だから久しぶりの二人の時間をより楽しめるようにしたいと、はやる気持ちを抑えられずにそう口にすると、ほんの一瞬だけ表情を曇らせ、苦笑いを浮かべた。

「ゴメン。今日もちよっと…」

「あ……」

 思い出したようにそう言って、胸のあたりで手を合わせて見せられては、もうどうする事も出来ない。

「…そっか。じゃあ仕方ないよね」

「……ゴメン」

「どうして謝るんだよ。そんな事より明日の任務は朝早いんだから、早く帰っておいでね」

「…ん」

 こんな事言ったって、約束を守ってくれるとは思えない。けれど他に、返す言葉も見当たらずに僕は、笑顔でそう返す。
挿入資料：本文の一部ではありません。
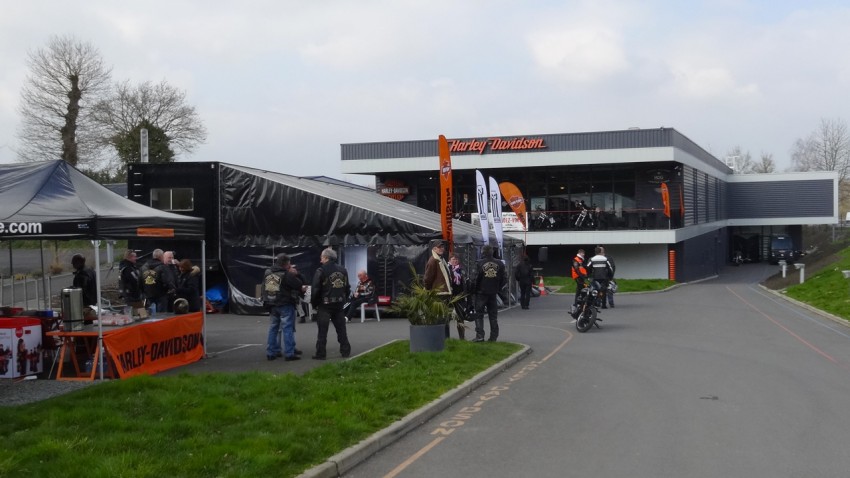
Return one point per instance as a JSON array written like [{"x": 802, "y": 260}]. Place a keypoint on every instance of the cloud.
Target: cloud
[
  {"x": 578, "y": 55},
  {"x": 706, "y": 82}
]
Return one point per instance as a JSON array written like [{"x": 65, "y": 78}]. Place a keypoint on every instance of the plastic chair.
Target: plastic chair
[{"x": 363, "y": 311}]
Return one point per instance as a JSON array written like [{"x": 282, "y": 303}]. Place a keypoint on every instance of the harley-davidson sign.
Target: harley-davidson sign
[
  {"x": 482, "y": 146},
  {"x": 395, "y": 189}
]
 忍という生き物は、こういう時に本当に便利だと思う。作りものの表情で感情を覆い隠すことが簡単にできてしまうから。
内なる声に気付いて欲しいと思うときもあるけれど、そんなことはあってはならないとわかっているから、いつもの様に笑顔を浮かべる。

「…あのさ」

「何?」

 ふいに三郎が口を開いた。
その表情はいつもより少し固いと言うよりも真顔に見える。
何故このタイミングでそんな顔をするのだろうかと不思議に思いながら笑顔を崩さずに問い返すと、三郎もまた表情を変える事なく続けた。

「…気にならないのか?」

「え?」

「毎日のようにいなくなるのに、何処で何してるのか聞かないのか?」

 予想もしない彼の問い掛けに、思わず言葉が詰まる。
彼の言葉の意味も、求められている答えもわからない。けれど、本音を伝えることが得策ではない事だけはわかった。

「…聞かないよ。僕たちはもう子供じゃないんだから」

「雷蔵…」

「ただ、心配はするけどね」

 気にならないわけがない。聞きたい事も言いたい事も、山のようにある。
けれどそれを口にして疎まれるぐらいなら、全部飲み込んで、苦しんでいる方が遥かに耐えられると思えて僕はもう一度笑ってみせる。

「…そっか」

「うん。だから早く帰っておいでね?」

「……わかったよ」

 三郎は、また苦笑いを浮かべると、訪れた曲がり角で軽く手を振り、僕を残してその先に姿を消した。

「三郎……」

 何故なのかは解らない。ただ、堪らなく嫌だという気持ちだけが僕を支配する。
僕の知らない三郎を知っている人が、この世のどこかに存在しているなんて認めたくない。
友達どころか家族とさえ呼べる仲であるはずなのに、こんなにも傍にいるのに広がってゆくばかりの彼との距離に、僕の目尻に僅かな涙が光った。